Merge pull request anthropics#263 from anthropics/adriaan/elevenlabs-voice-assistant

Adriaan-ANT · web-flow · commit 272550a9ebc7 · 2025-11-01T15:36:21.000Z
Update ElevenLabs Voice Assistant: Improve documentation and error handling
diff --git a/third_party/ElevenLabs/README.md b/third_party/ElevenLabs/README.md
@@ -16,18 +16,45 @@ We recommend following this sequence to get the most out of this cookbook:
 
 ### Step 1: Set Up Your Environment
 
-1. **Get your API keys:**
-   - ElevenLabs API key: [elevenlabs.io/app/developers/api-keys](https://elevenlabs.io/app/developers/api-keys)
-   - Anthropic API key: [console.anthropic.com/settings/keys](https://console.anthropic.com/settings/keys)

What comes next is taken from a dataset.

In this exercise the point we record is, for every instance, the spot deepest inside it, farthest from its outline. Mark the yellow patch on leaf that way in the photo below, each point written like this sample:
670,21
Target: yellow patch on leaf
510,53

+1. **Create a virtual environment:**
+   ```bash
+   # Navigate to the ElevenLabs directory
+   cd /path/to/claude-cookbooks/third_party/ElevenLabs
+
+   # Create virtual environment
+   python -m venv venv
+
+   # Activate it
+   source venv/bin/activate  # On macOS/Linux
+   # OR
+   venv\Scripts\activate     # On Windows
+   ```
+
+2. **Get your API keys:**
+   - **ElevenLabs API key:** [elevenlabs.io/app/developers/api-keys](https://elevenlabs.io/app/developers/api-keys)
+
+     When creating your API key, ensure it has the following minimum permissions:
+     - Text to speech
+     - Speech to text
+     - Read access on voices
+     - Read access on models
+
+   - **Anthropic API key:** [console.anthropic.com/settings/keys](https://console.anthropic.com/settings/keys)
 
-2. **Configure your environment:**
+3. **Configure your environment:**
    ```bash
    cp .env.example .env
-   # Edit .env and add your API keys
    ```
 
-3. **Install dependencies:**
+   Edit `.env` and add your API keys:
+   ```
+   ELEVENLABS_API_KEY=your_elevenlabs_api_key_here
+   ANTHROPIC_API_KEY=sk-ant-api03-...
+   ```
+
+4. **Install dependencies:**
    ```bash
+   # With venv activated
    pip install -r requirements.txt
    ```
 
@@ -65,6 +92,112 @@ The script demonstrates production-ready implementations of:
 - WebSocket-based streaming for minimal latency
 - Custom audio queue for seamless playback
 
+## Troubleshooting
+
+### Audio Popping or Crackling
+
+**Symptom:** You may occasionally hear brief pops, clicks, or audio dropouts during playback.
+
+**Explanation:**
+
+This occurs because the script uses MP3 format audio, which is required for the ElevenLabs free tier. When streaming MP3 data in real-time chunks, FFmpeg occasionally receives incomplete frames that cannot be decoded. This typically happens:
+- At the start of streaming (first chunk may be too small)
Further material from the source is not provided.